024 頑張ったご褒美

 デルス街と名付けられたことでみんなも嬉しかったのか、とても笑顔で溢れていた。

 細かい法整備についてはビブリアが担当してくれている。一番の功労者なのは間違いないだろう。


 そして俺はようやくというべきか、自分の大好き・・・なものに着手しようと思い始めた。

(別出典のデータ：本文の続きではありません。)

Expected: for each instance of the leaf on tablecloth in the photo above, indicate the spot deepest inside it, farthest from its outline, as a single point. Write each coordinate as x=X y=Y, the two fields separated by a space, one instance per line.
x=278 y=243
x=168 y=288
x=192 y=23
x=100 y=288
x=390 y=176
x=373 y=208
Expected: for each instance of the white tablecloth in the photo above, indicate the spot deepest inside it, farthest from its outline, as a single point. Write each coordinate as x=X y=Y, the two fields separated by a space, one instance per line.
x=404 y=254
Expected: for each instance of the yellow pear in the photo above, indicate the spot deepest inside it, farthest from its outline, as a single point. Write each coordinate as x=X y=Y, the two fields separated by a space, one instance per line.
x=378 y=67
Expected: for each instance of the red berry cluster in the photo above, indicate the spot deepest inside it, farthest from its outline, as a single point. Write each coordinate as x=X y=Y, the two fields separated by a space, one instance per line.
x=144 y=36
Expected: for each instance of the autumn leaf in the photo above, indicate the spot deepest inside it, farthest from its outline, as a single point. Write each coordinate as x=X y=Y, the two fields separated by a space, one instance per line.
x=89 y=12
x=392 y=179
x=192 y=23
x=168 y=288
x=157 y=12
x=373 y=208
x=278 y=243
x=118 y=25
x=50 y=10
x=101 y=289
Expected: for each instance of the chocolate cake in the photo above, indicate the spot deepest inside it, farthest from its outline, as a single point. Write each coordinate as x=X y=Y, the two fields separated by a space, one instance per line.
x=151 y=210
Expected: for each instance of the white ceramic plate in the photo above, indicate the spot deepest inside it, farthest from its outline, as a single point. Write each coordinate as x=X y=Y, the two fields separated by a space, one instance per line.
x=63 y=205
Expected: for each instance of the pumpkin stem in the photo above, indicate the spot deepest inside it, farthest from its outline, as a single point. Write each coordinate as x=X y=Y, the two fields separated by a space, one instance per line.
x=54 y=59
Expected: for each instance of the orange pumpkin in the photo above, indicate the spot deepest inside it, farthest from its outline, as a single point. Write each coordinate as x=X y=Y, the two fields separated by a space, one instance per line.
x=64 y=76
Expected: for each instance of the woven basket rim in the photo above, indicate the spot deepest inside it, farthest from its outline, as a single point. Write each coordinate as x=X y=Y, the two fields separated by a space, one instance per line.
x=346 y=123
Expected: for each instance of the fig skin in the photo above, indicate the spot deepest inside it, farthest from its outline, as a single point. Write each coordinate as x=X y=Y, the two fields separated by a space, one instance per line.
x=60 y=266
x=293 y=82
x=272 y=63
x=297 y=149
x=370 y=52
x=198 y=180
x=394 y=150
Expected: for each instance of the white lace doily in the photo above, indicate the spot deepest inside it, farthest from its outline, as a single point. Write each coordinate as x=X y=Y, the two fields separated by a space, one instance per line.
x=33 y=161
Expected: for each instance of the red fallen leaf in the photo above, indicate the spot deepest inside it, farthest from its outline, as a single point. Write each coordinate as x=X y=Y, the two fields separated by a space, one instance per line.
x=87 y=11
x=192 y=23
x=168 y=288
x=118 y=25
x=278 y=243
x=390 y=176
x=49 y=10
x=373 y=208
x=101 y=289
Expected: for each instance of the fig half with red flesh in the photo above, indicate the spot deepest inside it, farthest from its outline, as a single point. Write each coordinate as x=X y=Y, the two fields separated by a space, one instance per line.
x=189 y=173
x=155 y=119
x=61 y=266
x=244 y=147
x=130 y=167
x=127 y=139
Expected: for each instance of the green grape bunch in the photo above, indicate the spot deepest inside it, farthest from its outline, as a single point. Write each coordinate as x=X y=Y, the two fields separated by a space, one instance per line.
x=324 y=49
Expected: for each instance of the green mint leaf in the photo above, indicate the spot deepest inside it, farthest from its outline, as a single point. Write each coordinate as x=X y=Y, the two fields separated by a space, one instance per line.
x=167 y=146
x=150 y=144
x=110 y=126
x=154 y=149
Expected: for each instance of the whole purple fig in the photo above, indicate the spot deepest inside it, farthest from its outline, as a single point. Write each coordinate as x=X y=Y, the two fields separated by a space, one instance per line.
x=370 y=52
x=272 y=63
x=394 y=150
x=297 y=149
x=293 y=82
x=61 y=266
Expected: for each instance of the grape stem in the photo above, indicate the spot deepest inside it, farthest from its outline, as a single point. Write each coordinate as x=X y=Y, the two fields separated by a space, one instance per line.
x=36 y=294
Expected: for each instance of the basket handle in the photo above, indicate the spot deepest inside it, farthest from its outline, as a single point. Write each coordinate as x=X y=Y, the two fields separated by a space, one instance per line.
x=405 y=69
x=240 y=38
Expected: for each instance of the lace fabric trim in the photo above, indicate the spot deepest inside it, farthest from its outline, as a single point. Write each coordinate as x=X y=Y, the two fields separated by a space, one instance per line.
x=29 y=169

 完成すれば、もしかすると魔王城に戻ることはなくなるかもしれない。


 俺は自分で頑張って作った構図と身振り手振りで、街一番の鍛冶屋、ファイルとリリの元へ訪ねていた。


「この畳とは?」

「ええと、なんだろう。木? 竹かな? あ、草だ」

「ふむ、巨大な風呂桶ではなく石で囲んでほしいのか」

「ああ、できれば露天がいいんだ」

「なるほど、しかしこれだけじゃ難しいな……」


 そう、温泉宿だ。


 といっても、宿ではなく、ただの個人宅だが。

 畳を敷いて、木を基調とした椅子と机、外に小さな露店風呂があれば最高だ。


 色々落ち着いたこともあって、俺もちょっとぐらいわがままを言いたくなった。


 その最たる理由は、偶然見つけた温泉だったが。


「ま、魔王様ー!?」

「ゴン、どうした」

「何か、地面からお湯がー!?」


 見張りの途中、ゴンが地面から湧き出ているのを見つけてくれた。

 魔王城の近くに温泉があっただなんて、ベクトル・ファンタジーは遊び心が満載だ。


 それから俺は、夜な夜な作った企画図をファイルに提出した。


 だがこの世界にないものだ。

 繊細なイメージを伝えるのは難しい。


「どうしましたか?」


 だがそのとき、たまたま訪れたレイヤ姫が驚くべき特技を披露してくれた。


「こうですか?」

「そうそう、それだ!」

「となると、お風呂はこんな感じですかね?」

「まさにそれ! ソレソレッ!」


 ハーピーの羽根ペンでお絵描き。

 俺のイメージを全て描いてくれたのだ。


 これにより、ファイルはより鮮明なイメージを浮かべることができた。


「なるほど、これならまあ作れそうだな。けど結構な予算がかかりそうだ」

「予算……」


 そういえば考えていなかった。

 いや、実際にライフの完全回復薬やゴンの鱗でメリットを落として取引はできているのだが、俺個人で使える金はない。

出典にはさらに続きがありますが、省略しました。